La douane en mode storytelling

09/02/2026

Décidément on a la vague impression que la douane est au cœur d’un vaste plan de com’ du Gouvernement.

Après la très éphémère opération « coup de poing » – et surtout médiatique – de contrôle des produits importés d’une grande plateforme chinoise fin 2025, voici que nous est annoncé à grands coups de trompette un « plan Douane massif ». Les narcotrafiquants n’ont qu’à bien se tenir, ce ne sont ni plus ni moins que les cavaliers de l’Apocalypse douanière qui vont s’abattre sur eux ; ils doivent en trembler de terreur dans leurs champs d’opium et leurs laboratoires.

« Muscler la lutte » contre les narcotrafics, telle est l’incantation présidentielle. « Avec des moyens à la hauteur ». C’est dit. Mais lesquels ? Sans grande surprise, les grands absents de la farandole douanière musclée, ce sont les douaniers eux-mêmes. À se demander même s’ils ont été consultés.

Le projet de loi de Finances 2026, celui-là même qui peine à sortir de l’hémicycle, ne prévoyait pas une augmentation massive de nos troupes pour ce grand affrontement ; bien au contraire. Faute d’athlètes en nombre suffisant, en fait de muscles, on risque bien de se la jouer petit bras.

Dans la rubrique des effets d’annonce, au beau milieu de ce mois de janvier, voilà que le ministre de la Fonction Publique, sortant de sa léthargie, a semblé brutalement prendre conscience que ses fonctionnaires sont sous-payés.
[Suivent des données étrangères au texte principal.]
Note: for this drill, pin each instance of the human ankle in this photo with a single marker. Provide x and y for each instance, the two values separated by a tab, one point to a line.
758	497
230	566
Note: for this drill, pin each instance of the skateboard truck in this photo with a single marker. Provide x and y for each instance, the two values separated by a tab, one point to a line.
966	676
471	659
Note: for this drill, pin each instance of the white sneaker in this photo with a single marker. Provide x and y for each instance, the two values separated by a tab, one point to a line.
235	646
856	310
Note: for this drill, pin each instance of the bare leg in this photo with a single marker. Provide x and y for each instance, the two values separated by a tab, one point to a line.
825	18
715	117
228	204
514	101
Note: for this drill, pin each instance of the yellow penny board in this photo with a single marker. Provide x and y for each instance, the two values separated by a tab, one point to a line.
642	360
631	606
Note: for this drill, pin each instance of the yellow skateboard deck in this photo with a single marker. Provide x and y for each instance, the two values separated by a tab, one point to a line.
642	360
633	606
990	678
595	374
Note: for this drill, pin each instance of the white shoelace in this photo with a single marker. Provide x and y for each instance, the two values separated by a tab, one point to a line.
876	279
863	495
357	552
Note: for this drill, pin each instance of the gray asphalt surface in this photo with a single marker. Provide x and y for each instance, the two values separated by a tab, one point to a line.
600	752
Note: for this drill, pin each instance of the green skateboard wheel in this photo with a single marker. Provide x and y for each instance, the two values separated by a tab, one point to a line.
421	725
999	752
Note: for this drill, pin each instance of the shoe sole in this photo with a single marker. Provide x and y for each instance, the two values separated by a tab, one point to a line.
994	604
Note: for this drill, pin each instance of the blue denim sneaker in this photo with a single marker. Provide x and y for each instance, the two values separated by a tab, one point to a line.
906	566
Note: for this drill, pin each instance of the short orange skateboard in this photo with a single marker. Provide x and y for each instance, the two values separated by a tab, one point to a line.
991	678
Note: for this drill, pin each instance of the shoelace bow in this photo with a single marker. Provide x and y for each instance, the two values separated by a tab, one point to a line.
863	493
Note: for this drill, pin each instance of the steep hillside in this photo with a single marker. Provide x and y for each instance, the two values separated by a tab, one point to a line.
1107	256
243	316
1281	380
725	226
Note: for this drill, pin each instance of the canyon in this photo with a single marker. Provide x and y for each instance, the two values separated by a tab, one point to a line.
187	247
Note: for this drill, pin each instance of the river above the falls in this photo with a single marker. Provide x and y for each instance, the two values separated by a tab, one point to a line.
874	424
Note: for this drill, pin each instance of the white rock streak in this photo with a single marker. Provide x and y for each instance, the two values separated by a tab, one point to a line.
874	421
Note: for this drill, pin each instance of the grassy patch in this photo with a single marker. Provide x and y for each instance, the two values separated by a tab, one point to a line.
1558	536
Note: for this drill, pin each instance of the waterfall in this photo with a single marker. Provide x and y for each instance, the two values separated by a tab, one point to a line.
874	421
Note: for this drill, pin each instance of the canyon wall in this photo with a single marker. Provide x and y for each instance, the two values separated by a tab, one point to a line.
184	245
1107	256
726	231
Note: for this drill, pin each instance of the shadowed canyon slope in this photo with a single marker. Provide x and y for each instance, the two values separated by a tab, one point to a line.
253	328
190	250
Quelle épiphanie ! Il est question d’engager un grand chantier visant à « redonner de l’amplitude aux grilles indiciaires ». Un proche du ministre aurait déclaré que « Si on ne fait rien, au bout d’un moment, même un cadre de la Fonction Publique débutera sa carrière au Smic ». Le « même » est délicieux.

Mais attention, ne rêvez pas ! Pour 2026, ils continueront à « ne rien faire », comme ils y sont experts depuis plusieurs années. Les premières mesures « par petites touches » concerneront en priorité les agents B et C, et ce pas avant 2027, ce qu’ils appellent, avec un brin de cynisme, « du court terme ». Le temps ne file pas à la même vitesse pourtout le monde. Les attachés d’administration devraient aussi recevoir quelques miettes à cette échéance. 2027, mais voyons, maintenant qu’on y pense… ne serait-ce pas aussi l’année des élections présidentielles ?

Pour des mesures plus générales, et donc plus coûteuses, rien avant 2028. C’est l’effet « Demain on rase gratis ». Ça n’engage guère. D’ici 2028, pas mal de gouvernements auront coulé sous les ponts de Paris, et leurs ministres avec.

Rien d’étonnant si, avec tous ces effets de manche dont personne n’est dupe, nos administrations en général et la douane en particulier peinent à recruter durablement des talents. Mais il y a quand même une vraie bonne nouvelle dans tout cela. Mieux que la réserve opérationnelle : maintenant voici que les douaniers s’auto-recrutent. Début janvier, on a vu fleurir çà et là, au hasard des routes, des « douaniers agricoles » auto-proclamés, livrés complets avec le brassard qui va bien. Ils se targuaient d’effectuer eux-mêmes, sur les camions, les contrôles que la douane, la vraie, aurait dû faire. Voilà comment augmenter nos effectifs à bon marché, sans les rémunérer. Un technocrate de Bercy aurait bien dû y penser plus tôt.